As the National Association of Insurance Commissioners (NAIC) prepares to review insurance industry input on its draft Principles for Effective Cybersecurity Insurance Regulatory Guidance, two prominent technologists explained in their own comments that the inherent porousness of insurers’ computer systems’ and the need to overhaul their internal IT operations can factor as strongly in overall cybersecurity as external products, protocols or methods.
“Insurers worldwide are grappling with modernizing their legacy computers, a sizable majority of which are sited on IBM mainframes,” explained Don Estes, Chief Technology Officer for REDpill Systems Inc., which recently modernized systems at Aviva Insurance. “These were constructed prior to the existence of security ‘hacking’ as we know it.
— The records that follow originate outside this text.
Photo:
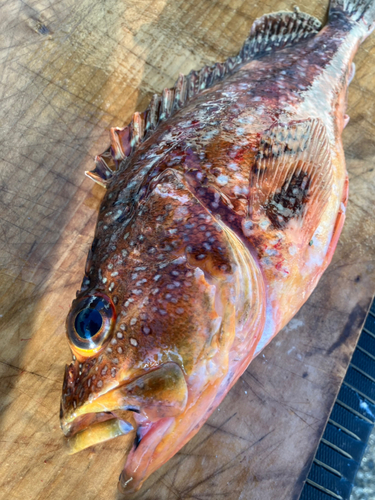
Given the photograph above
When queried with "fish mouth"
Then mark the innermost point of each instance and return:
(132, 409)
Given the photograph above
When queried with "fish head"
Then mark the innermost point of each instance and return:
(154, 324)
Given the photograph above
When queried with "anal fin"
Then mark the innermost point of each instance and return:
(291, 179)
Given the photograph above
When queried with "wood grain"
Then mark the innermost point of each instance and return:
(69, 71)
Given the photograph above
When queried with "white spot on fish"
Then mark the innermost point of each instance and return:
(222, 180)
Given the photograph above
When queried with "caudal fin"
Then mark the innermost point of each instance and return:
(360, 11)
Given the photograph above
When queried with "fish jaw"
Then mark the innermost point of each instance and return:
(130, 408)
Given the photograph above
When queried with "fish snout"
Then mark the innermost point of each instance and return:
(129, 409)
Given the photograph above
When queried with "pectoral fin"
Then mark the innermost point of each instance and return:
(291, 178)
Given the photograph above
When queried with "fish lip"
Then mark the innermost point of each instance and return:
(71, 423)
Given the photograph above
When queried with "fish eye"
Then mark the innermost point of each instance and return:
(90, 323)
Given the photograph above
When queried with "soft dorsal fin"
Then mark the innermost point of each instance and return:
(268, 33)
(292, 175)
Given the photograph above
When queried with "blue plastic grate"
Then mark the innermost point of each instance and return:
(349, 426)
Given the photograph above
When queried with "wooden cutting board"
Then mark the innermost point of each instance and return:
(69, 71)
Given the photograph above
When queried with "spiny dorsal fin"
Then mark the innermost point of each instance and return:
(268, 33)
(277, 31)
(292, 175)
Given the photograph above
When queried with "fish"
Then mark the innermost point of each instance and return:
(224, 203)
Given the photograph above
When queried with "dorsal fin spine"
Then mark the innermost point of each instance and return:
(268, 33)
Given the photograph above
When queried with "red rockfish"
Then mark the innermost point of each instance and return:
(225, 201)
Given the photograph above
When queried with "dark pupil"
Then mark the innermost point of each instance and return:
(88, 323)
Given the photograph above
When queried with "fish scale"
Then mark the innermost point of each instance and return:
(225, 201)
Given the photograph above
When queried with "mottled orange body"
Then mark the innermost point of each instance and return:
(225, 208)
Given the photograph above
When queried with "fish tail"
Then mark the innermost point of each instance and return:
(360, 11)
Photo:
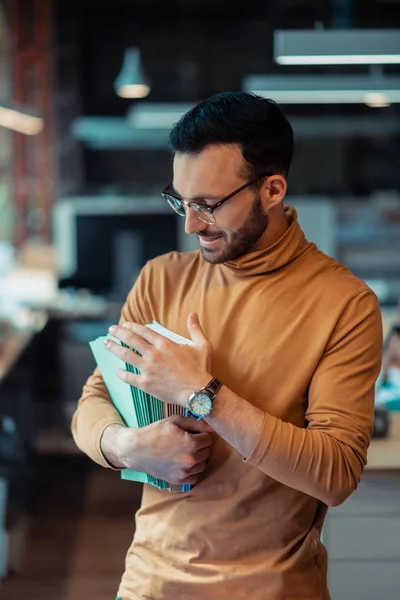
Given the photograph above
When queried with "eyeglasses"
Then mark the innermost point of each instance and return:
(204, 212)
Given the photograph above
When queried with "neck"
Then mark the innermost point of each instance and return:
(277, 226)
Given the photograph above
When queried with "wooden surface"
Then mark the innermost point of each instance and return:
(81, 530)
(384, 454)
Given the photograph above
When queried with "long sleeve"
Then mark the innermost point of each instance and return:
(326, 459)
(95, 410)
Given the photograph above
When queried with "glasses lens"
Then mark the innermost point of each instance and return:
(175, 204)
(205, 216)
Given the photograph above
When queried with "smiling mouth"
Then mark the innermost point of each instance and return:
(209, 241)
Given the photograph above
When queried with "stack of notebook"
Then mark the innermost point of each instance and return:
(136, 407)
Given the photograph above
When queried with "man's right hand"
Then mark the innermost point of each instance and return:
(174, 449)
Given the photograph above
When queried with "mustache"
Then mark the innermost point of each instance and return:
(211, 235)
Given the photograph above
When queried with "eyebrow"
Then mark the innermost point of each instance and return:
(199, 197)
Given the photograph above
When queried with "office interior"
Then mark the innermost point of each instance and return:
(89, 93)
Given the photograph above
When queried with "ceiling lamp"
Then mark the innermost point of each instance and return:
(337, 47)
(20, 121)
(156, 115)
(326, 89)
(132, 81)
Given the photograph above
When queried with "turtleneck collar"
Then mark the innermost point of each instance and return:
(291, 245)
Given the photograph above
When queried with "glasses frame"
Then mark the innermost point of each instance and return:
(210, 209)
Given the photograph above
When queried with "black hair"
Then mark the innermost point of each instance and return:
(257, 124)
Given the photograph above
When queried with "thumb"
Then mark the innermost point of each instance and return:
(195, 329)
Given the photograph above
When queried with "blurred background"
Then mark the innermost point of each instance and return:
(88, 93)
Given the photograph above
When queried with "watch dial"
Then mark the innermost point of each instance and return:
(201, 404)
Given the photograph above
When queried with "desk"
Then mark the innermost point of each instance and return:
(16, 341)
(384, 454)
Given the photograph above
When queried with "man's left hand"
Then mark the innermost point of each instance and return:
(168, 371)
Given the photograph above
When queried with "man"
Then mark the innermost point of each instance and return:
(290, 343)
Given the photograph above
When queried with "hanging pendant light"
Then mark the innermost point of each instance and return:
(132, 81)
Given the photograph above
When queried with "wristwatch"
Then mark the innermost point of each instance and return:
(200, 403)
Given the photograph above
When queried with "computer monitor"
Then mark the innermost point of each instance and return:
(102, 243)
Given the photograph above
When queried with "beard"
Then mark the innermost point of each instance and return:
(243, 239)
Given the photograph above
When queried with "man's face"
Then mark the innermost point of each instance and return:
(240, 222)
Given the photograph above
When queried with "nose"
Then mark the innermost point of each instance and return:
(192, 222)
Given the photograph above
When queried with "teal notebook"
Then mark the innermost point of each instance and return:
(137, 408)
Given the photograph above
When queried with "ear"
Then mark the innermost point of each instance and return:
(275, 189)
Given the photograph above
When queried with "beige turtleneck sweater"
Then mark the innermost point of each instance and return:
(298, 336)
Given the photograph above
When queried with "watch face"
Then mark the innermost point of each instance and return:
(200, 404)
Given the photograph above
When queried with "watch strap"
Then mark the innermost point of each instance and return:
(213, 387)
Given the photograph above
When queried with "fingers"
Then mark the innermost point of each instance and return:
(203, 454)
(125, 354)
(191, 425)
(200, 441)
(130, 338)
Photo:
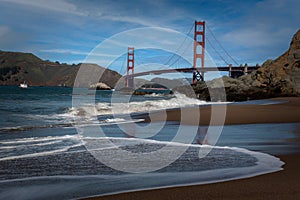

Their very foundations mistakenly assume no significant problem, or an invulnerable mainframe.”
Worse, these systems may be inadvertently modernized onto platforms that are decidedly vulnerable. To the extent that replacement applications are influenced by the past, insurers need to be on guard, Estes warned. His solution: Security must be “baked” into the new design–not simply assumed to be present.
“We are on the eve of a new kind of software development—one based on Semantic Structures augmented by artificial intelligence, not just the Java and Oracle thinking that is the de facto standard today,” Estes added.
REDpill Chief Innovation Officer John Coyne, a leading authority on Semantic Technology Architecture, explained that Semantic Modeling provides a powerful solution to cybersecurity threats by adding a layer of artificial intelligence into the security process that can provide real-time oversight. Similar to current methods used mostly by early-adopter governments to secure their fundamental data and processes, Semantic Modeling speeds delivery of security integration features and solves for complexity that often stultifies lesser security integration efforts, he pointed out.
Coyne, who counts AIG, Prudential and other financial and regulatory institutions among his clients, has found that many internal insurance applications are large, enterprise-wide systems–highly valuable in day-to-day operations–but with massive exposure to cyber-risk.
“Using Semantic Architecture, we have updated insurers’ current legacy systems with a non-invasive and non-destructive method of insertion of Semantic Structure at critical vulnerability points, so that the preservation of value is enhanced and system security is evergreen,” Coyne related. “The bonus is that these new methods also help facilitate compliance with increasingly onerous insurance regulatory standards governing cyber-security underwriting products, thus adding an extra layer of confidence for stakeholders.”
In his own comments to the NAIC, Coyne recognized the Federal Identity and Credential Access Management (FICAM) standards as a formidable architecture that inherits proven trust models with separations of concern that facilitate enterprise adoption. Specifically for the insurance industry, he recommended a corresponding delivery and performance-enhancing method based on ontological standards and knowledge-based systems supported by artificial intelligence techniques that uniquely provide assurance of integrity for the insurer and its customers.